Tribunal de Paris - La désinformation, privilège de la presse papier

Le site fuzz.fr est condamné, mais le Nouvel Obs et Airy Routier continuent de sévir
La fin du journalisme amateur sur le Web ? Les media y voient une vraie bonne nouvelle, alors que la liberté d’expression et les protections syndicales sont un privilège aristocratique refusé à la masse de l’Internet. La presse papier aurait-elle peur de ses lecteurs ?
Jeudi 27, fuzz.fr a été condamné pour atteinte à la vie privée, par le Tribunal de Commerce de Paris. Le Nouvel Observateur et Airy Routier ont-ils subi la même rigueur?

Comme théoriquement Rue89 (Libération), Bakchich ( dont un ancien du Canard Enchaîné est le rédacteur en chef) ou LePost (Le Monde), soutenus chaque jour, par exemple, par David Abiker sur France-Info, fuzz.fr est un site alimenté par les internautes. Il a été sanctionné pour avoir publié un lien vers un blog sur les célébrités qui évoquait une relation entre l’acteur Olivier Martinez et la chanteuse Kylie Minogue. Le Tribunal de grande instance de Paris a donc tranché : non, ce site ne peut pas s’abriter derrière sa position de simple hébergeur pour s’exonérer de toute responsabilité éditoriale. Oui, il y a bien violation de la vie privée comme il en irait de n’importe quelle publication papier. C’est peut-être une très mauvaise nouvelle pour les internautes amateurs de potins mais une très bonne nouvelle pour les médias.

Cette décision de justice fera-t-elle jurisprudence? Oui, si les sites hébergés en sous-main par la presse sont traités comme les autres; mais non, s'ils bénéficient de la protection légale et constitutionnelle dont abuse cette presse qui développerait, selon certains, des tendances mafieuses affirmées.

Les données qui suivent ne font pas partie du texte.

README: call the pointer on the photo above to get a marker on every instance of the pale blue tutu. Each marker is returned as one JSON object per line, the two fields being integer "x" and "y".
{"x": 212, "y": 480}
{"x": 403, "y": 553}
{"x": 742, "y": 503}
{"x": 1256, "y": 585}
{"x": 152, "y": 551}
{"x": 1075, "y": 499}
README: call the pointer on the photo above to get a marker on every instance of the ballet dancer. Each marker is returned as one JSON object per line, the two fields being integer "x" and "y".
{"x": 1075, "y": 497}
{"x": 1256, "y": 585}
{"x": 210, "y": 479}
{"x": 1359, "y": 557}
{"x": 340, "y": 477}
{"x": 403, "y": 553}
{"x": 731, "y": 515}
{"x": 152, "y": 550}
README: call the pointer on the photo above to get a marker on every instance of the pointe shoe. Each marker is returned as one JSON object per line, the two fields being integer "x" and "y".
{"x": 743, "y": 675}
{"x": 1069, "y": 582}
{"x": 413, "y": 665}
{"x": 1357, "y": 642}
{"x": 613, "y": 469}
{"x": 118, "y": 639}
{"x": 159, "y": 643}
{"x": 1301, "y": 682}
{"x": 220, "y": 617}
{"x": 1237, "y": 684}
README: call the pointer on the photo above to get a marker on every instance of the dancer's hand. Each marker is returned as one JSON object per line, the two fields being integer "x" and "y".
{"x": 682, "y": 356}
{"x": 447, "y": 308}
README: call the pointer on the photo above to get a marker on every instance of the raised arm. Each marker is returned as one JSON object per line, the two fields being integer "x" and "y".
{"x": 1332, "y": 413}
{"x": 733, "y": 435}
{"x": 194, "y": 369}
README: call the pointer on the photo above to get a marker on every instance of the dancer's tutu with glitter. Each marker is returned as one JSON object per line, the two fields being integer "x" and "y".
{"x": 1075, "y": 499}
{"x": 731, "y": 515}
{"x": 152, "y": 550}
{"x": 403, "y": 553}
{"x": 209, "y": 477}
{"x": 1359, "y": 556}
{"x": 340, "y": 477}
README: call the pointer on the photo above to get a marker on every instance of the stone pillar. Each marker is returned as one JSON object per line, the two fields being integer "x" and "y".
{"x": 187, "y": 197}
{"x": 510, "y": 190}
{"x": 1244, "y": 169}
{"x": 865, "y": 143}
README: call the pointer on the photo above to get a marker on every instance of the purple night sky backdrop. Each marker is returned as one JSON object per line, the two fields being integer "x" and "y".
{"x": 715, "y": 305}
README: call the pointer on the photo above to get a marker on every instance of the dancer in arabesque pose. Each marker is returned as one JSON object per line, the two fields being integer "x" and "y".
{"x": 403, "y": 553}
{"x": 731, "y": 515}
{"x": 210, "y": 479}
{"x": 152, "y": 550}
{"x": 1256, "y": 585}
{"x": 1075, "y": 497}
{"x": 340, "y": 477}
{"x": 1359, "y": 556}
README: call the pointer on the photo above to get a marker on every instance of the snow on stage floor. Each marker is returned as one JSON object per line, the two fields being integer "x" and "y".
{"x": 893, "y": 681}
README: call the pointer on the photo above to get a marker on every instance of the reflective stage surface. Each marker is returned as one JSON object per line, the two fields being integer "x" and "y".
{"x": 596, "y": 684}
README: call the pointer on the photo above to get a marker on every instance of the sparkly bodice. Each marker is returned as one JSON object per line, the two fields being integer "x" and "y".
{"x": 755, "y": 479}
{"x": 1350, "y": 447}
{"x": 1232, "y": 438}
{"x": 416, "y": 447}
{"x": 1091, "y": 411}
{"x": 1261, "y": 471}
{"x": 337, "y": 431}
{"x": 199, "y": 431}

La liberté d’expression est menacée. Le responsable du site, Eric Dupin, un blogueur connu, a donc décidé de se soumettre et de fermer boutique non sans pointer les risques que fait courir ce type de décision sur l’Internet participatif, le fameux web 2.0. « C’est comme si on condamnait le kiosquier du coin parce qu’il expose les unes des magazines people au public » a fait valoir son avocat, maître Gérald Sadde. Mais la condamnation récente du site note2be, qui proposait de noter les profs, le montre, les juges semblent subir de plus en plus de pressions de la presse conventionnelle et être de moins en moins réceptifs aux arguments du participatif. Ils considèrent qu’il n’y a pas d’exception de responsabilité lié à un statut de 'simple aiguilleur de contenus' (mais sources de rentrées financières générées par la pub...) comme il ne saurait être question d’aller trop loin dans le déballage nominatif sur les profs d’un note2be, de médecins ou de journalistes et a fortiori de magistrats...
Les vrais bénéficiaires de cette émutation juridique sont à l’évidence les médias eux-mêmes, s’ils ne sont pas à l’origine de cette traque nouvelle. Car après tout, ne sont-ils pas, eux, de vieux privilégiés de la responsabilité éditoriale ? Ils se convainquent –et l’opinion avec eux-- d’une exposition intolérable à la concurrence ( qu’ils qualifient de déloyale) des millions de sites ou de blogs qui, malgré des moyens relativement faibles, sont moins lus, mais moins surveillés et moins attaqués. Ils sont accusés de tous les maux et de faire de l’audience en propageant rumeurs et commérages. Voyez si ce ne serait pas pourtant le cas du Nouvel Observateur...
En vérité, les attaques auxquelles l’information sur le Web est exposée sont suscitées par des besoins de puissance et de protectionnisme de la presse papier. Celle-ci riposte au nombre grandissant et à l’indépendance des sites et blogs d’information sur le Net, parce qu’elle se sent menacée sur son territoire exclusif. Elle entend donc conserver la maîtrise et le contrôle de l’information, sans partage. Une des premières offensives a été de noyauter la presse Web avec ses sites de journalistes maison et masqués. Pendant la campagne présidentielle, des avocats militants ont menacé des auteurs de blogs de poursuites judiciaires. Des articles ont été retirés, sous la pression. Nous assistons donc ici à une nouvelle vague d’intimidation, avec la complicité de magistrats, sans que le gouvernement soit concerné.
La presse en ligne n’échappe pourtant pas à la critique. Tout le monde a conservé en mémoire le du soi-disant SMS adressé à Cécilia Sarkozy dont le PDG du Nouvel Obs estime incidemment qu’il n’a jamais existé ‘effectivement’ (sic). Mais les commentateurs de la maison-presse serrent les coudes et considèrent que c’est peut-être pour attirer sur leur terrain une audience pas très citoyenne que le média a dérivé, comme d'autres, moins puissants. Belle preuve de professionnalisme et de maîtrise, donc. Il est pourtant clair pour tous, sauf pour eux, que l’intention de nuire s’est développée dans nombre de salles de rédaction et que d’insolence en impertinence, des journalistes particulièrement engagés et surmenés ont perdu le contrôle, au point de dépasser les limites de l'honnêteté et de la légalité. La déontologie a pourtant été brandie comme un talisman, ou plutôt comme un épouvantail à moineaux.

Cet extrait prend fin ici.